In 2014, the Washington Post reported that the UAE had spent $14.2 million – the most of any country – on PR firms to influence American opinion, among others by making contacts with columnists and reporters to discuss ‘illicit finance issues’. That was the case again in 2016, as al-Monitor reported.

In June 2017, al-Otaiba was hit hard by GlobalLeaks, a hacker group that stole his personal emails and began disseminating them. The emails confirmed previous reports that he was ‘buying’ influence in Washington. As of 2013, the UAE has spent more money on lobbying than any other foreign government. Millions went to the Camstoll Group and Harbor Group, companies operated by ex-US Treasury staff responsible for relations with Gulf states and Israel as well as countering funding of terrorism.

Documents leaked to the Wall Street Journal implicate al-Otaiba in the multi-billion-dollar scandal surrounding the Malaysian state fund 1Malaysia Development Berhad (1MDB). The newspaper reported that al-Otaiba’s emails included details of meetings between Shaher Awartani, an Abu Dhabi-based business partner, and Jho Low, ‘the Malaysian financier the [US] justice department says was the central conspirator in the alleged $4.5 billion 1MDB fraud’.

Companies connected to al-Otaiba received $66 million from offshore accounts that contained money allegedly embezzled from 1MDB. They included Densmore Investments Ltd in the British Virgin Islands, a tax haven, and Silver Coast Construction & Boring in the UAE.

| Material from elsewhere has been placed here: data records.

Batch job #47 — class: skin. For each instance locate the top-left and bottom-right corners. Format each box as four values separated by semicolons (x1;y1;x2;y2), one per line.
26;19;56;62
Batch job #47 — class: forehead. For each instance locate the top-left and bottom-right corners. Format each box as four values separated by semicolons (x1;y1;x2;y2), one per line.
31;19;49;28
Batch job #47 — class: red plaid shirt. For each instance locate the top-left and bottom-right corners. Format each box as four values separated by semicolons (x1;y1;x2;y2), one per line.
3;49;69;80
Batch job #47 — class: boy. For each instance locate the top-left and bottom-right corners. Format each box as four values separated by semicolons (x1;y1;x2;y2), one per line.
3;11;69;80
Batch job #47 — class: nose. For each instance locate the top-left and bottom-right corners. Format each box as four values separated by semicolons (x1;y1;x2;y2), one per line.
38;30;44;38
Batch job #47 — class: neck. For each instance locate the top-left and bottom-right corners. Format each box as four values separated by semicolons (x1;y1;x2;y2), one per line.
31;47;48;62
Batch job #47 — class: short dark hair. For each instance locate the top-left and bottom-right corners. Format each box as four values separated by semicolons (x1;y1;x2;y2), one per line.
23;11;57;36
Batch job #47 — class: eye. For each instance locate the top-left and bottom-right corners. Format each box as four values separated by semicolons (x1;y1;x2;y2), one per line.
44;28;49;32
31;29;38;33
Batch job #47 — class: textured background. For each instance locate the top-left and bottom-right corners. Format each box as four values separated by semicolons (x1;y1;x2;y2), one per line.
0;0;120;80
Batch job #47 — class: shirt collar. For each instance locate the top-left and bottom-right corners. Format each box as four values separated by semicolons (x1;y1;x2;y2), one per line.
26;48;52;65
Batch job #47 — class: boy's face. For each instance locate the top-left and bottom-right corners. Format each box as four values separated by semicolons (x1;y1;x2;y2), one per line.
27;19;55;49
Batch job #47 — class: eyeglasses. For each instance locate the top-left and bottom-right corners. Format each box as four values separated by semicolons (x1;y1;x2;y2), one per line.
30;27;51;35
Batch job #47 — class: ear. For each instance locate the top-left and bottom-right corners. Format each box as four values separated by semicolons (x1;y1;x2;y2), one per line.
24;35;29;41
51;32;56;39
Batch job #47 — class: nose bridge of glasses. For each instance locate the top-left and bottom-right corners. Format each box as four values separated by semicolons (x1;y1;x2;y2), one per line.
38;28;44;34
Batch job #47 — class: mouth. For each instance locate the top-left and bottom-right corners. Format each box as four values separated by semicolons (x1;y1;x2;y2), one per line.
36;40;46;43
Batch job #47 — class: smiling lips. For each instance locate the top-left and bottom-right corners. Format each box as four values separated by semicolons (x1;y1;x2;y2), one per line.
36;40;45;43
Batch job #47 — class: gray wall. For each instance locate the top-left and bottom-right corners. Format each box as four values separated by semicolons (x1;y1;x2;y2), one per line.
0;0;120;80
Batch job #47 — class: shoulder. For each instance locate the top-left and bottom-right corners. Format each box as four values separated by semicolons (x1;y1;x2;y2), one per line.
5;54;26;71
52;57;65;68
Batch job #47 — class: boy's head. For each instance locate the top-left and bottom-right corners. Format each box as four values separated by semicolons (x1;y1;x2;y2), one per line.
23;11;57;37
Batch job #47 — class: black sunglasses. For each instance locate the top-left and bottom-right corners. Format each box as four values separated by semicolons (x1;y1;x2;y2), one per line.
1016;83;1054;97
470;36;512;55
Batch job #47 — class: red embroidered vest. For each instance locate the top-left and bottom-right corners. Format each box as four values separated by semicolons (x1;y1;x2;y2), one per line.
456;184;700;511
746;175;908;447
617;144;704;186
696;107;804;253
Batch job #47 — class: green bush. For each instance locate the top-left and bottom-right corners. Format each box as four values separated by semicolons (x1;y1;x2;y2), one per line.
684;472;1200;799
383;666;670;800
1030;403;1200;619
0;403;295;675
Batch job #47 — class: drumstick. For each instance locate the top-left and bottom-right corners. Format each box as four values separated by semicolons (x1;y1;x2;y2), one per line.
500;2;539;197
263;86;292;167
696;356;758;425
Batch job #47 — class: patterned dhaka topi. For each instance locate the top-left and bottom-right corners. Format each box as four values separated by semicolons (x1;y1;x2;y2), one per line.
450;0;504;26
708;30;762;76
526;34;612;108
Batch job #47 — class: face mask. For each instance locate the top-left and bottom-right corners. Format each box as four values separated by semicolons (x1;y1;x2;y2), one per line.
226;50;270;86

Aside from embezzlement and corruption, al-Otaiba was implicated in even more serious scandals. The Intercept, which received its share of the hacked emails, broke the story of al-Otaiba’s double life, which allegedly involved the exploitation of trafficked girls.

According to the emails, which were not verified by any other source, al-Otaiba and his friends had allegedly frequented ‘gentlemen’s clubs’, spending six to eight hours a day in such establishments, both in the US and abroad, hiring $10,000-a-night prostitutes, and had at some point even contemplated having sex with underage girls and making them sign a ‘contract’ stating they were over 18.

Al-Otaiba had also allegedly sent prostitutes to Abu Dhabi for his friends. Roman Paschal, previously one of al-Otaiba’s close confidants, claimed that al-Otaiba had flown him to Abu Dhabi to have sex with various high-class sex workers, who would enter a luxury apartment dressed in abayas to conceal their profession. Paschal was then free to choose a woman with whom he wanted to sleep. However, Paschal does not accuse al-Otaiba of human trafficking.

Moreover, the Huffington Post, which was provided with another batch of the leaked emails, broke the story of al-Otaiba supporting a major effort to raise doubts about Qatar in the minds of Americans since 2014, a mission in which he has been largely unsuccessful despite the row between the Gulf state and several other countries, including the UAE, over its alleged support of terrorism that erupted in May 2017.